A support tube 218 is attached to the removable top plate 208 and extends into the vessel. An electrochemical cell assembly 220 is mounted on the lower end of a tube 222 extending from a cap 224 threadably mounted to the upper end of the support tube 218. The electrochemical cell assembly 220 comprises an electrode assembly 226 of the general configuration shown in Figure 1 and described above. The electrode assembly 226 extends from a holder 228 in the lower end of the tube 222. The lower end portion 230 of the support tube 218 is perforated, to allow water to contact the electrodes of the electrode assembly 226.

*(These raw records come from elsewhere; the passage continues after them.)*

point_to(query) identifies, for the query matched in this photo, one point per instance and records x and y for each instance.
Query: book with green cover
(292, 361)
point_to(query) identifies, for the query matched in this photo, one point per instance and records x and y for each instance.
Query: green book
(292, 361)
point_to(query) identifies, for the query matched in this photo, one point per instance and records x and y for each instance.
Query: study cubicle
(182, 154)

A cable 232 extends through the cap 224 and within the tube 222 for supplying electrical energy to the electrochemical cell assembly 220. The cable 232 is connected to a processor 234, which controls the operation of the electrochemical cell assembly 220. The processor 234 may be housed in a suitable enclosure and may be located at a distance from the vessel 204 at any suitable location. A threaded plug 236 is mounted in the lower end of the vessel, to allow the vessel to be drained, for example for maintenance purposes.

An ozone sensor 250 is mounted to the top plate 208 and extends into the vessel. The ozone sensor 250 is connected to the processor 234 by a suitable cable or wirelessly, to provide the processor with an indication of the ozone concentration in the water within the vessel 204 during operation.

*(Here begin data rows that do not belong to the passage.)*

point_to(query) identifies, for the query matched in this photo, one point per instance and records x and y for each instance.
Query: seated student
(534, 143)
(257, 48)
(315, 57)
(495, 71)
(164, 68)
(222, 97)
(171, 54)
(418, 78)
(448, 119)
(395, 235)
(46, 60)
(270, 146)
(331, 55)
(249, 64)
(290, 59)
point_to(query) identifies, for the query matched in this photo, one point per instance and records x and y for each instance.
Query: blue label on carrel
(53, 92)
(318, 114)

In use, the electrochemical assembly 220 may be removed from within the vessel 204 by unscrewing the cap 224 and withdrawing the tube 222 and the electrochemical cell assembly 220.

Referring to Figure 4, there is shown a further embodiment of the device of the present invention. The device, generally indicated as 302 comprises a generally cylindrical vessel 304 having a fixed top flange 306 and a removable top plate 308 overlying the fixed top plate. An inlet 310 for water to be ozonated is provided, comprising an inlet pipe 312 extending through the top plate 308 and into the vessel 304. An outlet 314 for ozonated water is also provided and comprises an outlet pipe 316 extending from the top plate 308.

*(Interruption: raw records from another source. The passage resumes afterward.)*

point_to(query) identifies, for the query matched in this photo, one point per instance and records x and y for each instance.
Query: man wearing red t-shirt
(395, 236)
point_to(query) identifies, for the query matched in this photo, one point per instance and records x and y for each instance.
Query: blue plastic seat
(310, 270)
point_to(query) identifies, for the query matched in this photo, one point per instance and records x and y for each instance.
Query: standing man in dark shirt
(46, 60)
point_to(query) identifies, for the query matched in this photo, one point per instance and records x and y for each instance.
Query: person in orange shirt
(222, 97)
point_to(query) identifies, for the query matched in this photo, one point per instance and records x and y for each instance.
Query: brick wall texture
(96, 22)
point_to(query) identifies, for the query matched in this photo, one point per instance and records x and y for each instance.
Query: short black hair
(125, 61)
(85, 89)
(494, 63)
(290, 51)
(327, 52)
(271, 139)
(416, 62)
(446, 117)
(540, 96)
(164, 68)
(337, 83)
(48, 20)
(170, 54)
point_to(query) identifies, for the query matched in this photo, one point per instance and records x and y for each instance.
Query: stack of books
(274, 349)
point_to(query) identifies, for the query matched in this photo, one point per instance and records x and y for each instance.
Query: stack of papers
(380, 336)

A support tube 318 is attached to a mounting boss 320 in the lower side portion of the vessel 304 and extends into the vessel through an opening in the wall of the vessel 304. An electrochemical cell assembly 322 is mounted in the end portion of a tube 324 extending from a cap 326 threadably mounted to the outer end of the support tube 318. The electrochemical cell assembly 322 comprises an electrode assembly 326 of the general configuration shown in Figure 1 and described above. The electrode assembly 326 extends from a holder 328 in the end of the tube 324. The inner end portion 330 of the support tube 318 is perforated, to allow water to contact the electrodes of the electrode assembly 326.

A cable 332 extends through the cap 326 and within the tube 324 for supplying electrical energy to the electrochemical cell assembly 322. The cable 332 is connected to a processor 334, which controls the operation of the electrochemical cell assembly 322. The processor 334 may be housed in a suitable enclosure and may be located at a distance from the vessel 304 at any suitable location.

A threaded plug 336 is mounted in the lower end of the vessel, to allow the vessel to be drained, for example for maintenance purposes.

An ozone sensor 350 is mounted to the top plate 308 and extends into the vessel. The ozone sensor 350 is connected to the processor 334 by a suitable cable or wirelessly, to provide the processor with an indication of the ozone concentration in the water within the vessel 304 during operation.